NEW YORK, Jan 9 (Reuters) - Nineteen people were killed, including nine children, and dozens were injured when a fire started by a malfunctioning space heater spread smoke through a 19-floor building in The Bronx borough of New York City on Sunday, city officials said.

New York City Mayor Eric Adams, just over a week into the job, confirmed 19 people had died from the blaze that broke out around 11 a.m. in the imposing Twin Parks North West building which provided affordable housing units and was home to a Gambian community.

Earlier on Sunday, officials said 32 people had been hospitalized with life-threatening injuries and some 60 people were injured in total as smoke drifted through the building on a cold winter morning.

"This is a horrific, horrific, painful moment for the city of New York," Adams told reporters. "The numbers are horrific."

The fire itself started from a space heater in an apartment that spanned the second and third floors of the building, and only made it to the hall, officials said.

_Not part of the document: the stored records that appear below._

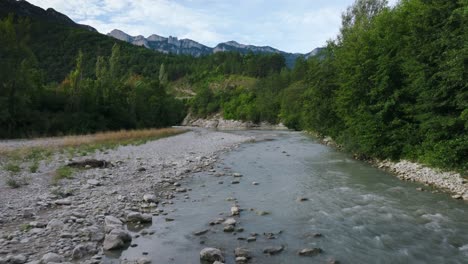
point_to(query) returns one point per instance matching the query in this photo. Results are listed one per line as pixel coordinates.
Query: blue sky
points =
(289, 25)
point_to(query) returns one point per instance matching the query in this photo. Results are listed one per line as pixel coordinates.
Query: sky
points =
(288, 25)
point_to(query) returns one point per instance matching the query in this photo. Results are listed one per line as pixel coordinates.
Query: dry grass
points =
(84, 144)
(122, 136)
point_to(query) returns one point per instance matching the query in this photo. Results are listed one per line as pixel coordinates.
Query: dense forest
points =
(392, 84)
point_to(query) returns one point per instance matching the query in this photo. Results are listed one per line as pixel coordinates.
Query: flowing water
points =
(364, 215)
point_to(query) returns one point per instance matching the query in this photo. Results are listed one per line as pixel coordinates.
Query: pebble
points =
(310, 252)
(273, 250)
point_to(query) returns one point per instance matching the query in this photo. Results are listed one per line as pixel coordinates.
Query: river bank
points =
(69, 221)
(451, 182)
(218, 122)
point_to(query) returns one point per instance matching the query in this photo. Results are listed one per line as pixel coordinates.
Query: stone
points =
(202, 232)
(80, 251)
(230, 221)
(251, 239)
(55, 224)
(93, 182)
(217, 221)
(273, 250)
(116, 239)
(110, 220)
(229, 228)
(52, 258)
(37, 224)
(149, 198)
(138, 217)
(235, 210)
(211, 255)
(18, 259)
(310, 252)
(63, 202)
(262, 213)
(242, 252)
(241, 260)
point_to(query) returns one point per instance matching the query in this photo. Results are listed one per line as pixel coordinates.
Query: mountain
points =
(165, 45)
(187, 46)
(23, 8)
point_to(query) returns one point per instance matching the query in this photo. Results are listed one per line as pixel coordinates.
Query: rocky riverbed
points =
(78, 219)
(451, 182)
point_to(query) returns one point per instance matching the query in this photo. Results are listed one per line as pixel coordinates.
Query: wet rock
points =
(90, 163)
(202, 232)
(251, 239)
(37, 224)
(210, 255)
(63, 202)
(273, 250)
(310, 252)
(138, 217)
(55, 224)
(80, 251)
(230, 221)
(261, 213)
(242, 252)
(18, 259)
(229, 228)
(116, 239)
(217, 221)
(110, 220)
(52, 258)
(241, 260)
(235, 210)
(150, 198)
(93, 182)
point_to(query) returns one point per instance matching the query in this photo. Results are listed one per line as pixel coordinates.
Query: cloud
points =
(295, 26)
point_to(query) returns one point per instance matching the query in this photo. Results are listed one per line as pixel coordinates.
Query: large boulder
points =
(138, 217)
(52, 258)
(116, 239)
(210, 255)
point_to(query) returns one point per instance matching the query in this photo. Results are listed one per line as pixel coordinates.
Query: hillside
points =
(172, 45)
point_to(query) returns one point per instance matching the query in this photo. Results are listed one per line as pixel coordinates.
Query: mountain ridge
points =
(190, 47)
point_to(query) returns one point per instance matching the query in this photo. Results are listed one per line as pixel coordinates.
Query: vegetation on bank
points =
(393, 84)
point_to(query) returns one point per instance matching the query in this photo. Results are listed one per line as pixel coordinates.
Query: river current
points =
(363, 215)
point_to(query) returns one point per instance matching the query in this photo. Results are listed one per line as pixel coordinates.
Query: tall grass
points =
(83, 144)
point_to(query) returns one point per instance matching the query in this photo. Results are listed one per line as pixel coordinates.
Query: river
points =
(364, 215)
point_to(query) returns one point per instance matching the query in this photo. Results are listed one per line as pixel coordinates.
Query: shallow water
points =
(365, 215)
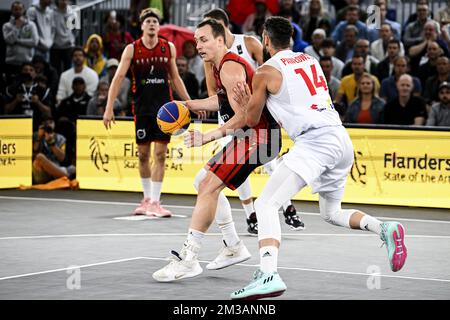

But smoke still spread to every floor of the building, likely because the door to the apartment was left open, the city's fire department commissioner Daniel Nigro told reporters at a news briefing.

"Members found victims on every floor in stairwells and were taking them out in cardiac and respiratory arrest," Nigro said.

Fire marshals had determined through physical evidence and accounts from residents the fire started in a portable electric heater in the apartment's bedroom, Nigro said. He added the heat had been on in the apartment building and the portable heater had been supplementing that heating.

The catastrophe was likely to stir questions on safety standards in low-income city housing. This was the second major deadly fire in a residential complex in the U.S. this week after twelve people, including eight children, were killed early on Wednesday when flames swept through a public housing apartment building in Philadelphia.

U.S. Representative Ritchie Torres, a Democrat whose district includes the New York building, told MSNBC that affordable housing developments such as the Bronx one pose safety risks to residents. "When we allow our affordable housing developments to be plagued by decades of disinvestment, we are putting lives at risk," he said.

Adams said many of the residents were from the small west African country of Gambia. The Gambian consulate in New York did not immediately respond to a request for information.